Bu ülkenin çocuğu olmanın yükümlülüğü

BAŞBAKAN Erdoğan önce çıktı, Anayasa Mahkemesi’nin kararı için "Demokrasiye sıkılan kurşun" dedi.

Yoğun tepkiler üzerine tam bir "U dönüşü" yaparak bu sözleriyle Anayasa Mahkemesi’ni değil, Baykal’ı eleştirdiğini söyledi.

Bir lider, hele hele Türkiye’ye çağ atlattığını iddia eden bir lider böyle bir "U dönüşü" yapmamalı.

Ya böyle bir söz söylememeli, ya da söylediklerinin arkasında durmalı.

Zaten Erdoğan, cumhurbaşkanlığı seçimi sürecinde uyguladığı stratejiyle başarılı bir liderlik örneği de veremedi.

Çünkü sürdürdüğü politika fiyaskoyla sonuçlandı.

Hem askerden, hem de halktan muhtıra yedi.

Laik, demokratik cumhuriyet duyarlılığı içinde olan milyonlarca insan sokaklara döküldü ve Erdoğan ile partisini protesto etti.

İnsanlar Erdoğan’ı cumhuriyete, cumhuriyetin kazanımlarına, ilkelerine karşı olmakla suçladı.

Böyle bir partinin adayının Çankaya’ya çıkmaması için kararlı olduğunu haykırdı.

Son günlerdeki gelişmeler ve alınan birbiriyle çelişkili kararlar, bu iki depremin AKP iktidarının kimyasını bozduğunu ortaya koyuyor.

* * *

Şimdi gelelim son AKP Grubu’nun yaptığı toplantıya...

Gruba getirilen bindirilmiş kıtalara "Türkiye seninle gurur duyuyor" diye slogan attırmak, AKP’nin yaşadığı travmayı atlatmasına yetecek mi?

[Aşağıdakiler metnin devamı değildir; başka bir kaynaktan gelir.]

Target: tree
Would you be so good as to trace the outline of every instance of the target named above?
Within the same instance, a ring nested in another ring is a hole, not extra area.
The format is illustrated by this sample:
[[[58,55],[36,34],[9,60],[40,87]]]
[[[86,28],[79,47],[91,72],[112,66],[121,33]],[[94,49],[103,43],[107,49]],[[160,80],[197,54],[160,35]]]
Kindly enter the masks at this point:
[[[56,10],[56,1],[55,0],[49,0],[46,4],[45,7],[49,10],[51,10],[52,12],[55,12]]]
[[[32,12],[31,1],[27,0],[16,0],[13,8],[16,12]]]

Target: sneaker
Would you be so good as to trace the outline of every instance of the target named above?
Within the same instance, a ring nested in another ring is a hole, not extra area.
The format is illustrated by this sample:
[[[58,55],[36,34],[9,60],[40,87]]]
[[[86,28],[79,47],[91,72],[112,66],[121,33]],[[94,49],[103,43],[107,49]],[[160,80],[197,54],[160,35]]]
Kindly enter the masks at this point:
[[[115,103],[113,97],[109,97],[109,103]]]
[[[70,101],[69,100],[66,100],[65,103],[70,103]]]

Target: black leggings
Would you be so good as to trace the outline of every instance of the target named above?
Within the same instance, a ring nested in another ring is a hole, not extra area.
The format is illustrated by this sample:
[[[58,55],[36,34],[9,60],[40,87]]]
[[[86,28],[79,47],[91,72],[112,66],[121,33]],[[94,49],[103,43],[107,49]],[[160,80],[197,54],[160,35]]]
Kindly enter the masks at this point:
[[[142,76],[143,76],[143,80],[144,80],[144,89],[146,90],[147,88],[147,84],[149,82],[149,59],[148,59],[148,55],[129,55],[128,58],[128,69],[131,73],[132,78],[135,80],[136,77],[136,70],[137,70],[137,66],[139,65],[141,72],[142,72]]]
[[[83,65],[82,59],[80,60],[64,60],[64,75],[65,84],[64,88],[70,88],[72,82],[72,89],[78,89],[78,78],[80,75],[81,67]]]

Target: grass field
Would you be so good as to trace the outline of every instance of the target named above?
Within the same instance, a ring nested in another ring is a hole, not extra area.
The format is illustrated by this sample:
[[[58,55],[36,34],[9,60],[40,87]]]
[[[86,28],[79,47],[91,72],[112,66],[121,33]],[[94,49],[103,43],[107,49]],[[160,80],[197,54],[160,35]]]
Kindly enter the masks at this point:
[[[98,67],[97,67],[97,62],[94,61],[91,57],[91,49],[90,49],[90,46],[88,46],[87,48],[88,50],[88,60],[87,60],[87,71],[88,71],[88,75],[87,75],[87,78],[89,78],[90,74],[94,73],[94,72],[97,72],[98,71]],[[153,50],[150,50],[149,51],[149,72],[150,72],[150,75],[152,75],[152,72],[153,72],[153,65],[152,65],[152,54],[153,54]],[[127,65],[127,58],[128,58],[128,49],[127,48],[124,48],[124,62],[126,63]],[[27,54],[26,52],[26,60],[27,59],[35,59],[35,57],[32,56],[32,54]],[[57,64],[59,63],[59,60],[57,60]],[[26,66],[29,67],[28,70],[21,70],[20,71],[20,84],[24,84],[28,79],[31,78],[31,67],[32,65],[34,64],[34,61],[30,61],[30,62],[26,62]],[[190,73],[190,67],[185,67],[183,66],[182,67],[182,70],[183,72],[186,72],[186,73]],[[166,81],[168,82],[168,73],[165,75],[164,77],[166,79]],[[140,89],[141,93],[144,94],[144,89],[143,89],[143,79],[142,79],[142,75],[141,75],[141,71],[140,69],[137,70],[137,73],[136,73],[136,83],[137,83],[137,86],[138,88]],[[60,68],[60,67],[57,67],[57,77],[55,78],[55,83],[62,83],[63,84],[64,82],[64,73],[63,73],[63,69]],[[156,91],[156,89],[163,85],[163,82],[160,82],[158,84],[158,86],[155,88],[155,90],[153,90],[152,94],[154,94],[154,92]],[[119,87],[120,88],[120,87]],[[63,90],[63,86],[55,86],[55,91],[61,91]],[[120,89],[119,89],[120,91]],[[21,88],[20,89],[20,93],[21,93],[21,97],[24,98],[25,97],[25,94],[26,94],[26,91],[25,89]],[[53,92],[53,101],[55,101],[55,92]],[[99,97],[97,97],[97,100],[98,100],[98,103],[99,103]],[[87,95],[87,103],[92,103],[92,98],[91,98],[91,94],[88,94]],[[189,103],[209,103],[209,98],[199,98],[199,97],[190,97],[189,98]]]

Bu sloganlar, alkışlar 550 milletvekilli parlamentoda 352 milletvekili olan bir partinin liderinin başarısızlığını örtebilecek mi?

Bu fiyasko toplumdan gizlenebilecek mi?

Buna olumlu yanıt vermek olanaksız.

Gerçek ortadadır: Erdoğan, cumhurbaşkanlığı seçimini götürememiştir.

Ayrıca her gün yeni hatalar yapmakta, birbiriyle çelişen kararlar almaktadır.

Sürekli kriz üreten ve bu krizlerin altında kalan bir politikacı durumuna düşmüştür.

Tek başarı kazandığı yer, ürettiği krizleri muhalefetin ve medyanın üzerine atmakta gösterdiği beceridir.

Taraftarlarına hiçbir mantık ölçüsüne sığmayan "Yüzde 60 oyla geliriz" moralleri pompalamaktadır.

Siyasi stratejisinin tamamını günlük ayak oyunlarına bağlamak, tutarlı bir politika sayılamaz.

* * *

Şimdi bu iktidardan kurtulmak isteyen, bu iktidarı laik, demokratik cumhuriyete tehdit olarak gören insanlara önemli bir görev düşüyor.

Herkes sandığa gitmelidir.

Bu bir vatandaşlık görevidir.

Bu görevi yapmamak, millet olarak önümüze çok ağır faturalar getirir.

Biliyorum, 22 Temmuz zor bir tarih.

Bu tarihin birtakım art niyetlerle bilinçli olarak seçildiğini de biliyorum.

Ama halkımız, bütün bu oyunları yenmek zorundadır.

Bugün, geçen seçimde sandığa gitmeyen 10 milyona yakın insanın duyarsızlığının faturasını ödüyoruz.

Eğer o insanlar oylarını kullanma sorumluluğu içinde olsalardı, bugün AKP iktidarıyla boğuşmak durumunda kalmayacaktık.

Halkımız, iki eli kanda olsa bile sandığa gidip oyunu cumhuriyete sahip çıkacak partilere vermelidir.

Bunu yapmak, bu ülkenin çocuğu olmanın yükümlülüğüdür.